Too Many Offerings Can Dilute Your Brand

DON’T EXCEED YOUR BRAND WIDTH

TBA.05.05.16One of the hardest challenges you face as a startup is to be true to your concept, your message, and your real market. When you start your business the pressure is on daily to produce sales. You hear that if you just made this or that line extension, there would be a demand. In desperation, you may sacrifice the clear mission of your brand in the hopes of just making a sale.

You’ve chosen to focus on the needs of a narrow niche to reduce competition. But meanwhile you have to stay in business. So you are tempted to expand your range of products for the promise of sales, any sales. But in doing so, you risk losing your focus on your core offerings, what distinguishes you in the marketplace, and finding your target niche.

You may have chosen that niche because no one was there servicing a need you discovered. But when that niche is slow to pick up on your solution, you may feel compelled to go sideways. Still that niche, once accessed, can result in loyal advocates for your product to others who want it.

When you expand your line before your brand is established, you run the risk of becoming just another also-ran with very little to distinguish your offering. Your products become a commodity, not a brand. Now it’s a race to the bottom, price wise. Now you have lost your focus and the mind share of your own people, your distributers, your retailers, and your customers.

When we started our wine business, we designed Barefoot to address a very narrow niche: the 37-year-old mom with two kids shopping for an everyday staple wine that had consistent flavor from year to year. At the time, this shopper was unserved and not even recognized as the majority wine buyer in the supermarkets. In order to meet the criteria of consistency for this niche, we had to make the wine non-vintage, an unpopular idea in a male-dominated industry looking for vintage dated wine.

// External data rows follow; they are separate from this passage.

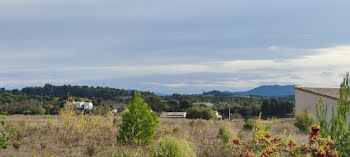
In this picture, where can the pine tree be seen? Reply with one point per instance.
(338, 127)
(139, 122)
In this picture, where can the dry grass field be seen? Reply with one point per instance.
(96, 135)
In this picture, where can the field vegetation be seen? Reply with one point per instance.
(72, 134)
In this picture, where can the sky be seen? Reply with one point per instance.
(178, 46)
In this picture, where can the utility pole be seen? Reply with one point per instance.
(229, 113)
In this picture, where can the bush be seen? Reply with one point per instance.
(338, 127)
(236, 116)
(249, 124)
(200, 112)
(304, 120)
(264, 145)
(5, 134)
(173, 147)
(139, 122)
(102, 110)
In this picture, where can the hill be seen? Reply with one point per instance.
(269, 90)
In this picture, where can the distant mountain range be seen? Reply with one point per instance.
(266, 90)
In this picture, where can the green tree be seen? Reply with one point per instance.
(338, 127)
(139, 122)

Sales were slow at first, since we were prevented by the gate keepers from gaining access to our true niche. “If you’d just put a vintage date on it, we’d take it,” they said.

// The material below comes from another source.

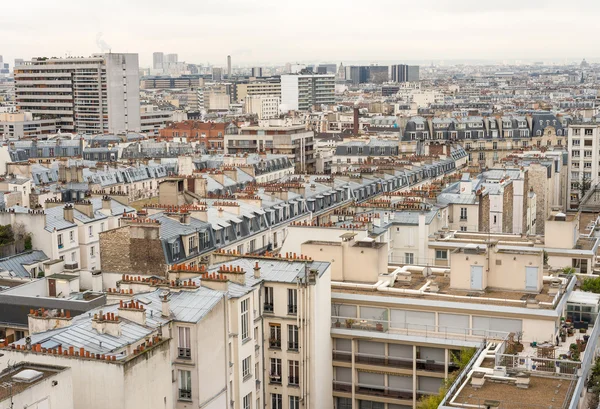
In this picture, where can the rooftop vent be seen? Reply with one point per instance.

Like so many startups desperate for sales, we were under pressure to give up on our non-vintage product, a distinguishing characteristic that would latter prove to be so essential to our success. The buyers wanted us to expand our line into a space that they could understand. But it was a space that every other wine occupied. We stuck to our guns and were true to our mission. It finally paid off and changed the industry.

It is futile to try to be all things to all people. The result is simply that your real mission and message will never be heard or appreciated.

So if you want to change the future, resist the temptation to accommodate every buyer’s whim. Resist the temptation to expand your line until your brand is strong enough to support an extended range. And resist the temptation to give up on your true mission. Don’t exceed your brand width. Stick to your guns. What you will earn in customer loyalty and advocacy in the long run will far exceed the temporary financial fix you may gain in the short run.

What distinguished your brand are the characteristics that serve the market niche you have discovered, even if it takes much longer than you thought to achieve access, recognition, and acceptance. Hang in there and your niche will embrace your brand with loyalty and advocacy!